Prof. Gittell's work and research experience has direct relevance to the Australian PHC service system, which is facing pressures due to increasing demands from an ageing population, increasing chronic disease, increasing co-morbidities, workforce shortages, and increasing health system complexity and fragmentation. To improve access to care, to enhance local service coordination, population health planning and service integration, the Australian Government is establishing a network of independent PHC organisations (PHCOs/ Medicare Locals) National Health and Hospitals Reform Commission (NHHRC) http://www.health.gov.au/internet/nhhrc/publishing.nsf/Content/nhhrc-report). However, Dr Gittell's work has clearly shown that policy changes and increased access to care will not alone address these pressures. Timely, accurate, problem-solving communication that crosses all organisational boundaries is required to build a high performing work system that foster relational coordination across multidisciplinary primary health care team.
Prof.

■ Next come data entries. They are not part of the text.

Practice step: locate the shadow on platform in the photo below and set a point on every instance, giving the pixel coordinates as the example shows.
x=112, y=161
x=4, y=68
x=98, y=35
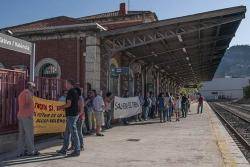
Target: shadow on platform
x=42, y=157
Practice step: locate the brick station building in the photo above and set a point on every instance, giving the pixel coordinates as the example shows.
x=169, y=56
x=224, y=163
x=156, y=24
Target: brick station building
x=161, y=55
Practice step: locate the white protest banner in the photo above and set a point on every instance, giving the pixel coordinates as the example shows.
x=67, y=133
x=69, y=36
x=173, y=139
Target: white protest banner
x=126, y=107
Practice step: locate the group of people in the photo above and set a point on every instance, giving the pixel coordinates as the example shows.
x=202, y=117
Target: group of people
x=164, y=106
x=94, y=114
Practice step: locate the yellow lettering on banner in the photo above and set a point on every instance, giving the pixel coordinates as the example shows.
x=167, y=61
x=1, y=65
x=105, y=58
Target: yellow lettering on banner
x=47, y=119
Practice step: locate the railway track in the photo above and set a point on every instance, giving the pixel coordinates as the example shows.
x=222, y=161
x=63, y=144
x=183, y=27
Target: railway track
x=237, y=122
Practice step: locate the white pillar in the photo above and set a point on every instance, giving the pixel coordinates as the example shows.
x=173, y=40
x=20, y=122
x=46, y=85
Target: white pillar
x=93, y=62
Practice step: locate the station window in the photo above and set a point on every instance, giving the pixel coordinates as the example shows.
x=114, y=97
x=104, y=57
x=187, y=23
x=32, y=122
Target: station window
x=48, y=70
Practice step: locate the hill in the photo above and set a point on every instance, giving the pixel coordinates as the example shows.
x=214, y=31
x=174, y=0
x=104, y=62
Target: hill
x=235, y=63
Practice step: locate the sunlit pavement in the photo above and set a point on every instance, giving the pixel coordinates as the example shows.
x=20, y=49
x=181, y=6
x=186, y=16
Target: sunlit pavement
x=189, y=142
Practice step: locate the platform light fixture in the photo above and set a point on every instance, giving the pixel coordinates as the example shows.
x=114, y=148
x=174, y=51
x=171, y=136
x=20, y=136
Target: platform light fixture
x=180, y=38
x=154, y=54
x=157, y=67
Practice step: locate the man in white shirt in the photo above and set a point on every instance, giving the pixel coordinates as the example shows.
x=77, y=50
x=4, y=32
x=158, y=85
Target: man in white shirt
x=98, y=105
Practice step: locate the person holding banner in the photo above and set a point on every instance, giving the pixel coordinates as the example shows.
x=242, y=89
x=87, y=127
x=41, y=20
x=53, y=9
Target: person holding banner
x=71, y=109
x=125, y=120
x=161, y=107
x=25, y=122
x=147, y=106
x=108, y=114
x=98, y=104
x=80, y=122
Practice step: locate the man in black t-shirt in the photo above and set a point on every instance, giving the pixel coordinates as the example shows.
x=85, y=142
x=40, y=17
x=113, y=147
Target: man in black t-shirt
x=71, y=110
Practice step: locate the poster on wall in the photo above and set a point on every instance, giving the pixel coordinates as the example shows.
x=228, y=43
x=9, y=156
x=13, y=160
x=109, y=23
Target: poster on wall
x=47, y=119
x=126, y=107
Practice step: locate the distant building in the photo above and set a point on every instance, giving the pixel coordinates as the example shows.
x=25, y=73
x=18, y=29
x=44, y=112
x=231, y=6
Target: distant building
x=224, y=88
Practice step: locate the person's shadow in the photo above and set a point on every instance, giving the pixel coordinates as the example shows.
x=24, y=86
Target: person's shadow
x=26, y=159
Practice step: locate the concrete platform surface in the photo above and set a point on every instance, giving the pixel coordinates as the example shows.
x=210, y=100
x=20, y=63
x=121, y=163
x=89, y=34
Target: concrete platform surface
x=198, y=140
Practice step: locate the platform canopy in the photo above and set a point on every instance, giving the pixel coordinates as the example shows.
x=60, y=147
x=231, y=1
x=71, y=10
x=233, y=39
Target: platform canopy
x=187, y=49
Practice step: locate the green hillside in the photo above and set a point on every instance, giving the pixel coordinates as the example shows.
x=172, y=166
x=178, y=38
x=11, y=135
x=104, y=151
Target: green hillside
x=235, y=63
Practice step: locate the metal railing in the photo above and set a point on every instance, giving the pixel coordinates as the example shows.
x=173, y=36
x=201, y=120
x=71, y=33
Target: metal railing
x=12, y=82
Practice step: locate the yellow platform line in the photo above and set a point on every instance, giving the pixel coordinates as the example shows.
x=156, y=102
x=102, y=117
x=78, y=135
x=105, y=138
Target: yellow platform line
x=228, y=159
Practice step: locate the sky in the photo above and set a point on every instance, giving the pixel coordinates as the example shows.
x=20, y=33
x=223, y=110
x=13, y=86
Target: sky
x=14, y=12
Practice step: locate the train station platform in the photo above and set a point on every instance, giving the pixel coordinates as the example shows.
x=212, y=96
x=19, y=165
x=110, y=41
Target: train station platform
x=198, y=140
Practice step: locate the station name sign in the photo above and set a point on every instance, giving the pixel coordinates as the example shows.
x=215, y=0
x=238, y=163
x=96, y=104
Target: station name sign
x=15, y=44
x=190, y=86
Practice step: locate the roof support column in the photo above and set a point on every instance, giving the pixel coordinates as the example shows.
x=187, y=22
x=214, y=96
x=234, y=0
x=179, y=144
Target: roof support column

Gittell's visit will
- contribute to APHCRI's understanding of how to build high performing work systems that foster relational coordination across multidisciplinary primary health care team approaches
- provide advice to APHCRI on how to facilitate the uptake of new evidence about high performing work PHC systems into PHC policy;
- provide advice to the hosting organisations (Australian Health Workforce Institute at Melbourne University, Department of Management at Monash University, and Affinity Organisational Development) about of the use of theory of relational coordination in teaching and research
- provide international leadership on the use of the theory of relational coordination to inform Australia's PHC workforce policy
Prof. Gittell's program will comprise of seminars and roundtable discussion which will focus on ways to build and facilitate the uptake of evidence about relational coordination for future multi-professional PHC team workforce policy and practices.
Key round-table discussion questions will include:
- What are the current key gaps in the relational coordination evidence base related to the PHC systems?
- What challenges exist to the use of the theory of relational coordination in primary health care workforce research?
- What opportunities exist to strengthen the relational coordination evidence base within PHC?
- What needs to change (policy stakeholders, researchers) to facilitate the uptake of evidence about relational coordination within PHC?
- What are the systems implications of seeking to embed relational coordination principles within Medicare Locals/PHC organisations in a consistent way?